The converse follows directly from Theorem 9.17 since \(\lcm(m,n) = mn\) if and only if \(\gcd(m,n)=1\text{.}\)

Let \(n_1, \ldots, n_k\) be positive integers. Then

\begin{equation*} \prod_{i=1}^k {\mathbb Z}_{n_i} \cong {\mathbb Z}_{n_1 \cdots n_k} \end{equation*}if and only if \(\gcd( n_i, n_j) =1\) for \(i \neq j\text{.}\)

If

\begin{equation*} m = p_1^{e_1} \cdots p_k^{e_k}, \end{equation*}where the \(p_i\)s are distinct primes, then

\begin{equation*} {\mathbb Z}_m \cong {\mathbb Z}_{p_1^{e_1}} \times \cdots \times {\mathbb Z}_{p_k^{e_k}}. \end{equation*}Since the greatest common divisor of \(p_i^{e_i}\) and \(p_j^{e_j}\) is 1 for \(i \neq j\text{,}\) the proof follows from Corollary 9.22.

In Chapter 13, we will prove that all finite abelian groups are isomorphic to direct products of the form

\begin{equation*} {\mathbb Z}_{p_1^{e_1}} \times \cdots \times {\mathbb Z}_{p_k^{e_k}} \end{equation*}where \(p_1, \ldots, p_k\) are (not necessarily distinct) primes.

The external direct product of two groups builds a large group out of two smaller groups. We would like to be able to reverse this process and conveniently break down a group into its direct product components; that is, we would like to be able to say when a group is isomorphic to the direct product of two of its subgroups.

Let \(G\) be a group with subgroups \(H\) and \(K\) satisfying the following conditions.

\(G = HK = \{ hk : h \in H, k \in K \}\text{;}\)

\(H \cap K = \{ e \}\text{;}\)

\(hk = kh\) for all \(k \in K\) and \(h \in H\text{.}\)

Then \(G\) is the **internal direct product** of \(H\) and \(K\text{.}\)

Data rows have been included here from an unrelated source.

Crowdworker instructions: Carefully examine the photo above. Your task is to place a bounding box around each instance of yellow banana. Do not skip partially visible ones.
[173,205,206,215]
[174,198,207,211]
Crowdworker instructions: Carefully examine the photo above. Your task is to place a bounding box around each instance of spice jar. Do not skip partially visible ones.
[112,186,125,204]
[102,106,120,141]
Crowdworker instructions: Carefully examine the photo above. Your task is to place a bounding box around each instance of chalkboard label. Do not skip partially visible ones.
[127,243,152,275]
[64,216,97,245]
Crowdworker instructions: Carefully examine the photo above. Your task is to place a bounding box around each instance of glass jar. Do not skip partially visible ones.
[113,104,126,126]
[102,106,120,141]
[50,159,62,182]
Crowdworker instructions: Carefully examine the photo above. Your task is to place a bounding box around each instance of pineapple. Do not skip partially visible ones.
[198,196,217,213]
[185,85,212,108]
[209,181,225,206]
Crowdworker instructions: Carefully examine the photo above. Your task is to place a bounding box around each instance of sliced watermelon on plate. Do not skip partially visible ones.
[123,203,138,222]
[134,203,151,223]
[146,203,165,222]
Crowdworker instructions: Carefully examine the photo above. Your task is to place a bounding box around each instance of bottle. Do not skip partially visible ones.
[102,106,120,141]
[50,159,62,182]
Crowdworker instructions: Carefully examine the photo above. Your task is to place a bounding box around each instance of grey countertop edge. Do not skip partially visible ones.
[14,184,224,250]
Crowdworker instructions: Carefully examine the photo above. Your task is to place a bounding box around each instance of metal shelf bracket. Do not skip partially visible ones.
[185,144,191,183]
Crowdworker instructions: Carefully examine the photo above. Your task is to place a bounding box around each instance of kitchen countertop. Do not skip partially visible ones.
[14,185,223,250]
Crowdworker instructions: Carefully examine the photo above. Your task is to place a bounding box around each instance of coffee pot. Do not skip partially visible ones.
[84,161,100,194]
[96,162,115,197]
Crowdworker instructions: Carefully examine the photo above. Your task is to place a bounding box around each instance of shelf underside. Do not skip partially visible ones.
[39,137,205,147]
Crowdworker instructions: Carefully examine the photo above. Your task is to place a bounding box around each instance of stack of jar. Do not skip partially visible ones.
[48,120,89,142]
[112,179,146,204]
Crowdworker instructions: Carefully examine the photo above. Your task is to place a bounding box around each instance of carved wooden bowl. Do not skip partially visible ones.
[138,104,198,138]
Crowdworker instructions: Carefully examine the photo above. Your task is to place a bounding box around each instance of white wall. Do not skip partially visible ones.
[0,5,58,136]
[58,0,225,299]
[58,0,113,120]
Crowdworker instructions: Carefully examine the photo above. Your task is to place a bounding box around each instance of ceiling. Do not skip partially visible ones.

The group \(U(8)\) is the internal direct product of

\begin{equation*} H = \{1, 3 \} \quad \text{and} \quad K = \{1, 5 \}. \end{equation*}The dihedral group \(D_6\) is an internal direct product of its two subgroups

\begin{equation*} H = \{\identity, r^3 \} \quad \text{and} \quad K = \{\identity, r^2, r^4, s, r^2s, r^4 s \}. \end{equation*}It can easily be shown that \(K \cong S_3\text{;}\) consequently, \(D_6 \cong {\mathbb Z}_2 \times S_3\text{.}\)

Not every group can be written as the internal direct product of two of its proper subgroups. If the group \(S_3\) were an internal direct product of its proper subgroups \(H\) and \(K\text{,}\) then one of the subgroups, say \(H\text{,}\) would have to have order 3. In this case \(H\) is the subgroup \(\{ (1), (123), (132) \}\text{.}\) The subgroup \(K\) must have order 2, but no matter which subgroup we choose for \(K\text{,}\) the condition that \(hk = kh\) will never be satisfied for \(h \in H\) and \(k \in K\text{.}\)

Let \(G\) be the internal direct product of subgroups \(H\) and \(K\text{.}\) Then \(G\) is isomorphic to \(H \times K\text{.}\)

Since \(G\) is an internal direct product, we can write any element \(g \in G\) as \(g =hk\) for some \(h \in H\) and some \(k \in K\text{.}\) Define a map \(\phi : G \rightarrow H \times K\) by \(\phi(g) = (h,k)\text{.}\)

The first problem that we must face is to show that \(\phi\) is a well-defined map; that is, we must show that \(h\) and \(k\) are uniquely determined by \(g\text{.}\) Suppose that \(g = hk=h'k'\text{.}\) Then \(h^{-1} h'= k (k')^{-1}\) is in both \(H\) and \(K\text{,}\) so it must be the identity. Therefore, \(h = h'\) and \(k = k'\text{,}\) which proves that \(\phi\) is, indeed, well-defined.

To show that \(\phi\) preserves the group operation, let \(g_1 = h_1 k_1\) and \(g_2 = h_2 k_2\) and observe that

\begin{align*} \phi( g_1 g_2 ) & = \phi( h_1 k_1 h_2 k_2 )\\ & = \phi(h_1 h_2 k_1 k_2)\\ & = (h_1 h_2, k_1 k_2)\\ & = (h_1, k_1)( h_2, k_2)\\ & = \phi( g_1 ) \phi( g_2 ). \end{align*}We will leave the proof that \(\phi\) is one-to-one and onto as an exercise.

The group \({\mathbb Z}_6\) is an internal direct product isomorphic to \(\{ 0, 2, 4\} \times \{ 0, 3 \}\text{.}\)

We can extend the definition of an internal direct product of \(G\) to a collection of subgroups \(H_1, H_2, \ldots, H_n\) of \(G\text{,}\) by requiring that

\(G = H_1 H_2 \cdots H_n = \{ h_1 h_2 \cdots h_n : h_i \in H_i \}\text{;}\)

\(H_i \cap \langle \cup_{j \neq i} H_j \rangle = \{ e \}\text{;}\)

\(h_i h_j = h_j h_i\) for all \(h_i \in H_i\) and \(h_j \in H_j\text{.}\)

We will leave the proof of the following theorem as an exercise.

Let \(G\) be the internal direct product of subgroups \(H_i\text{,}\) where \(i = 1, 2, \ldots, n\text{.}\) Then \(G\) is isomorphic to \(\prod_i H_i\text{.}\)